The lesson: Show respect for those you interact with. Listen to what the other person is saying and do your best to empathize.
“People like Betty are internally tough. She says that you don’t get over (loved ones dying). However, you get around it. And sooner rather than later, with a giggle.”
There is a reason comedians make jokes on the back of a tragedy. In the midst of despair, the world is a sad place. But a simple joke can lighten things tremendously. Betty recognizes that and uses humor as a way to push forward. The lesson: Make jokes. Laugh. Giggle to yourself. It is the way to add more light to your life.
Speaking of keeping things light, Mary also mentioned that Betty has, “… a few other naughty lines about the devil. That he’s not ready for her yet. The kind of banter that sends people running.”
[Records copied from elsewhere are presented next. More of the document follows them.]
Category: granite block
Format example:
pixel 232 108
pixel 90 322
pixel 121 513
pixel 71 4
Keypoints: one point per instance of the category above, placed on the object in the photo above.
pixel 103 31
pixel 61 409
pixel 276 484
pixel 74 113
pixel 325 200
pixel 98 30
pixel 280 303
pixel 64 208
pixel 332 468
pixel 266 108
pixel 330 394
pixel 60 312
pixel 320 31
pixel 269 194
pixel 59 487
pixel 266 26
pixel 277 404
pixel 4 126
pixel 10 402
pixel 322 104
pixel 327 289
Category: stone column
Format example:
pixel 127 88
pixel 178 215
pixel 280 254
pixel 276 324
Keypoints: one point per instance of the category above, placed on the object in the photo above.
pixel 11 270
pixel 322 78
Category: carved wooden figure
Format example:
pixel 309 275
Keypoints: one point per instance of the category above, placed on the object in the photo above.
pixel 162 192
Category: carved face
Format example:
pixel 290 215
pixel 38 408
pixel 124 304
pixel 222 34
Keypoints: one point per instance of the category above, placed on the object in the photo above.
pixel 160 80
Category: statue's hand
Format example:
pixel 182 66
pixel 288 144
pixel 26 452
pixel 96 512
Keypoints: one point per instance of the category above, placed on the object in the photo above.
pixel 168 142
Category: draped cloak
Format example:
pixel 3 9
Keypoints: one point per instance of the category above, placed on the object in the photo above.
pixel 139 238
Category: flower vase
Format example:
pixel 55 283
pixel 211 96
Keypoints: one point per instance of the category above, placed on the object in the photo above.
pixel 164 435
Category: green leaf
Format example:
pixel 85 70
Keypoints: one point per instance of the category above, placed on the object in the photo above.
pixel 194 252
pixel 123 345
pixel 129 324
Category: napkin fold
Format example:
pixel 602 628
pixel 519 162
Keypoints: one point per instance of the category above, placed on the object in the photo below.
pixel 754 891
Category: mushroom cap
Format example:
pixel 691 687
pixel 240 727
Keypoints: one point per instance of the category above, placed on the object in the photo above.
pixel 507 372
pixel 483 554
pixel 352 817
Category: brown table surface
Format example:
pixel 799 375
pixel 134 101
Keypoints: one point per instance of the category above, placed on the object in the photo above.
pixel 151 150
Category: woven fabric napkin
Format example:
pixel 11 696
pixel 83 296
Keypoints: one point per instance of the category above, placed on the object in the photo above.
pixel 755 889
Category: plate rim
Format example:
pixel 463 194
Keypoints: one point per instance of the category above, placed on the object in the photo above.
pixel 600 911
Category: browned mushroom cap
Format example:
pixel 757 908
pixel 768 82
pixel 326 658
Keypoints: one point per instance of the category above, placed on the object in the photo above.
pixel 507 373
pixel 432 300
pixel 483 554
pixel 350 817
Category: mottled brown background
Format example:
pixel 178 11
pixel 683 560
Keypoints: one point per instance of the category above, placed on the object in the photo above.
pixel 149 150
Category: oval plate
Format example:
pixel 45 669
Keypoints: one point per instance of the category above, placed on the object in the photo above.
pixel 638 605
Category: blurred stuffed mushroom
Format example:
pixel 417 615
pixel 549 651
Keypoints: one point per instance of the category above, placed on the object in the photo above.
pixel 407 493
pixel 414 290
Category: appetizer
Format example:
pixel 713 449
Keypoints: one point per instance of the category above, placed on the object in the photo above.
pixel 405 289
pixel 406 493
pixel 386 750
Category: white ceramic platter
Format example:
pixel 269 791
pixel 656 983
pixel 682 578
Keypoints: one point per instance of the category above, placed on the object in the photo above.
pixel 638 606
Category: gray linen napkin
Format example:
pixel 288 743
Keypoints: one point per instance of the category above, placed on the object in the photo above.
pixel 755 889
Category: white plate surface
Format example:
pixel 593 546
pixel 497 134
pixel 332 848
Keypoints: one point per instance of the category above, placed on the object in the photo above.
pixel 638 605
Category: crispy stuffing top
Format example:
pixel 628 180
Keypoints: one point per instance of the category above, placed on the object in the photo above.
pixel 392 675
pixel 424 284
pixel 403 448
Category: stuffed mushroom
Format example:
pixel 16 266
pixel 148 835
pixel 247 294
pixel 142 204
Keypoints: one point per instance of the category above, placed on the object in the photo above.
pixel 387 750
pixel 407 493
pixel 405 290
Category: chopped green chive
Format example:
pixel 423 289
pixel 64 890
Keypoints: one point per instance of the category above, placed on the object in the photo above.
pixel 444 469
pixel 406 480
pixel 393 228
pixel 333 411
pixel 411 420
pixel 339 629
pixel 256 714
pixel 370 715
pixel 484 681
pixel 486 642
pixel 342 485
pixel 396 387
Clearly, Betty doesn’t mind making herself the butt of the joke.
5. Know who you are
“Seeking approval from others is not something that Betty has sought after. This has given her precious time to pursue a fulfilling life.”
Betty has a firm understanding of who she is. She doesn’t waste time trying to impress people. Instead, she partakes in activities that add meaning to her life. After all, a fulfilling life is one of purpose. It is one you are excited to live. And thus, living becomes exciting.
The lesson: Spend time understanding who you are. Do more things that fill you up and fewer things that don’t.
6. Don’t let pain rule your life
“(Betty) lost her first husband to cancer weeks before I was born. I don’t see outward shows of emotion but I do believe (her) pain is real. It just did not rule how she navigated her life. And that is resilience. It takes guts and practice. Even during sadness.”
The more attention you give something, the larger it seems. For instance, pause and feel for the heartbeat in your chest. Suddenly, this thing you never notice becomes the dominating sensation in your body. Pain works the same way. When you focus on pain, it gets louder. It becomes more excruciating. But turn your attention elsewhere and it becomes all the more manageable.
The lesson: Pain is inevitable, but it doesn’t have to dominate your life. Focus on things that fill you up instead.
“(Betty) is still thankful. ‘Every day you wake up with a pulse, Mary, is a good day.'”
As you age, there is a seemingly endless supply of things to complain about. Aches, pains, grandkids not calling, medical expenses. But there are just as many good things to be grateful for. The home you love, the family you’ve built, the relationships you have. When things feel dark, gratitude is a way to pull you up, to remind you that things are actually pretty good after all.
The lesson: Spend a few minutes each day thinking of what you’re grateful for. It will brighten your life.
Move forward with resilience
Betty is an inspiration. To not only live to 95 years old but to do it with a smile is an impressive feat. Her resilience is something we should all aspire to.
For your reference once again, here are the seven lessons from Betty that you can apply to your own life:
- Accept whatever comes your way.
- Learn from your experiences.
- Show respect to others.
- Make jokes.
- Do things you find meaningful.
- Don’t let pain dictate your life.
- Be grateful for everything you have.